Mimicas soergueu o sobrolho.
"Isso quer dizer o quê?", perguntou com cautela. "Que vais voltar a esperar-me ao fim das aulas e coisar-me até casa?"
O rapaz respirou fundo. Tinha passado a véspera a ensaiar o discurso, mas, como sempre sucedia naquelas ocasiões, de repente a garganta havia-lhe secado, o coração disparara e a memória atraiçoava-o. Nos ensaios as palavras escorriam como mel, parecia que fluíam por um ribeiro gorgulhante e límpido, mas nesse momento, em que chegara a hora da verdade, encravavam e encavalitavam-se umas nas outras, transformando o seu discurso num arrazoado hesitante e trapalhão. O melhor, concluiu, era manter a coisa simples.

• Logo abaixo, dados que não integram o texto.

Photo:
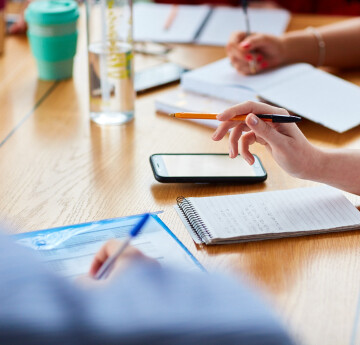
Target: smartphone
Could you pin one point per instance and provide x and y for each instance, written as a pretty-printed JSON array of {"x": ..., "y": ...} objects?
[
  {"x": 157, "y": 76},
  {"x": 205, "y": 168}
]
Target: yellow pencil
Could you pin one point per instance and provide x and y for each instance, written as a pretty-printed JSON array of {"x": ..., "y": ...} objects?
[
  {"x": 265, "y": 117},
  {"x": 172, "y": 16}
]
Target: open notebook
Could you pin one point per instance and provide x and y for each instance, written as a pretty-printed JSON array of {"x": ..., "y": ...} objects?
[
  {"x": 300, "y": 88},
  {"x": 202, "y": 24},
  {"x": 267, "y": 215}
]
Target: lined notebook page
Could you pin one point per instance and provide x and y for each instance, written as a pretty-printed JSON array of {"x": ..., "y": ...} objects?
[{"x": 296, "y": 210}]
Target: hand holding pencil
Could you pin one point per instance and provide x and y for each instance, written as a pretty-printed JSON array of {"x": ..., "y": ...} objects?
[{"x": 286, "y": 143}]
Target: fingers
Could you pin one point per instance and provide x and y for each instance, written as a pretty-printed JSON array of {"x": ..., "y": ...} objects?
[
  {"x": 109, "y": 249},
  {"x": 255, "y": 42},
  {"x": 234, "y": 139},
  {"x": 224, "y": 127},
  {"x": 248, "y": 107},
  {"x": 247, "y": 139},
  {"x": 264, "y": 130}
]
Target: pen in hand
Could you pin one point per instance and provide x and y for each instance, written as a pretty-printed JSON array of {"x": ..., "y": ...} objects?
[
  {"x": 105, "y": 269},
  {"x": 248, "y": 33}
]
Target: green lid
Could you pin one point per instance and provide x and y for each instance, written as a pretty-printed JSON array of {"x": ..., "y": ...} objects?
[{"x": 52, "y": 12}]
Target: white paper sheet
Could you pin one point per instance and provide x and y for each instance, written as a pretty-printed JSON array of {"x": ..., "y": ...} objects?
[{"x": 226, "y": 20}]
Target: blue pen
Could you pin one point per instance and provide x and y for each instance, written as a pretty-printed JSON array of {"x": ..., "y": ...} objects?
[{"x": 104, "y": 270}]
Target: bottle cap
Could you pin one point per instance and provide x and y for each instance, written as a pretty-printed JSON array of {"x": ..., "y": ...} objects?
[{"x": 51, "y": 12}]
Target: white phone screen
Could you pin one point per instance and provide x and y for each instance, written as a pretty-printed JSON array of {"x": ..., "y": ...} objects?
[{"x": 207, "y": 165}]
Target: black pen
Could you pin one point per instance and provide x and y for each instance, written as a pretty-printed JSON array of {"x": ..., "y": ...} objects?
[{"x": 248, "y": 32}]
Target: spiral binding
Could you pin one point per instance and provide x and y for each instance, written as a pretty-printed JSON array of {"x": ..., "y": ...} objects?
[{"x": 194, "y": 220}]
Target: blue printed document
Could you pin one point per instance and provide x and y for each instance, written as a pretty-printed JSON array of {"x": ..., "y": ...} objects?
[{"x": 69, "y": 250}]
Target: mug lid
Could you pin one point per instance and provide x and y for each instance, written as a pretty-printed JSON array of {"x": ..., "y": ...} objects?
[{"x": 52, "y": 12}]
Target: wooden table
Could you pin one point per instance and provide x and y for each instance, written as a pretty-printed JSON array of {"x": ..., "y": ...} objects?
[{"x": 58, "y": 168}]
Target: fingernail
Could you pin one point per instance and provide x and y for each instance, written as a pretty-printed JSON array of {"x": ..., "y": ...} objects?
[
  {"x": 253, "y": 120},
  {"x": 245, "y": 44}
]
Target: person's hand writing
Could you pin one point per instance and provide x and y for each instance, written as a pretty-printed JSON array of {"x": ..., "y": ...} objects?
[
  {"x": 265, "y": 51},
  {"x": 128, "y": 257},
  {"x": 288, "y": 146}
]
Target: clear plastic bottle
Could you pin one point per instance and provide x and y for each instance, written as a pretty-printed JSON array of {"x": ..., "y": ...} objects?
[{"x": 110, "y": 53}]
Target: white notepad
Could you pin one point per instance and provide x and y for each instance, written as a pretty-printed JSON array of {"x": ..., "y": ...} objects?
[
  {"x": 226, "y": 20},
  {"x": 300, "y": 88},
  {"x": 202, "y": 24},
  {"x": 267, "y": 215},
  {"x": 150, "y": 19}
]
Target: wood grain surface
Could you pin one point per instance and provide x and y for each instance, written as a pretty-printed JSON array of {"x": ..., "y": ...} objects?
[{"x": 58, "y": 168}]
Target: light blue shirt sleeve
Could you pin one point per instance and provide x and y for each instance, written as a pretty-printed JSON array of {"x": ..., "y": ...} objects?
[{"x": 145, "y": 305}]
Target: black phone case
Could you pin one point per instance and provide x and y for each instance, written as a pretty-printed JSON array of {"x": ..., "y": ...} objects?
[{"x": 206, "y": 179}]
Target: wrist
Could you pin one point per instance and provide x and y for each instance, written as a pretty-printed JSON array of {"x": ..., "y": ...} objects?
[
  {"x": 299, "y": 46},
  {"x": 316, "y": 167}
]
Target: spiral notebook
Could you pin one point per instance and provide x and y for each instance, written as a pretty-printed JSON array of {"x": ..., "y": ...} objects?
[{"x": 267, "y": 215}]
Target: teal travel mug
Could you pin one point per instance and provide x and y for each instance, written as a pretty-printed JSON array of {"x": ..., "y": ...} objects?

"Podia dizer-te o que planeei para esta ocasião", balbuciou, engolindo duas vezes em seco e afastando os olhos, talvez demasiado envergonhado para a fitar. "Que sonhei contigo e que quando acordei descobri que estava apaixonado. Podia dizer-te isso e muito mais, e sempre com palavras bonitas. Mas a verdade é que isso não aconteceu." Neste ponto o discurso tornou-se mais escorreito e o olhar deixou de fugir para se cravar nela. "Ou melhor, não aconteceu agora. A verdade é que foste a minha primeira paixão. Avistei-te um dia na varanda de tua casa e foi como se me tivessem roubado o ar. Não descansei enquanto não te voltei a ver e de cada vez que te via tinha mais e mais vontade de te ver outra vez. E quando partiste foi como se tivessem arrancado uma parte de mim.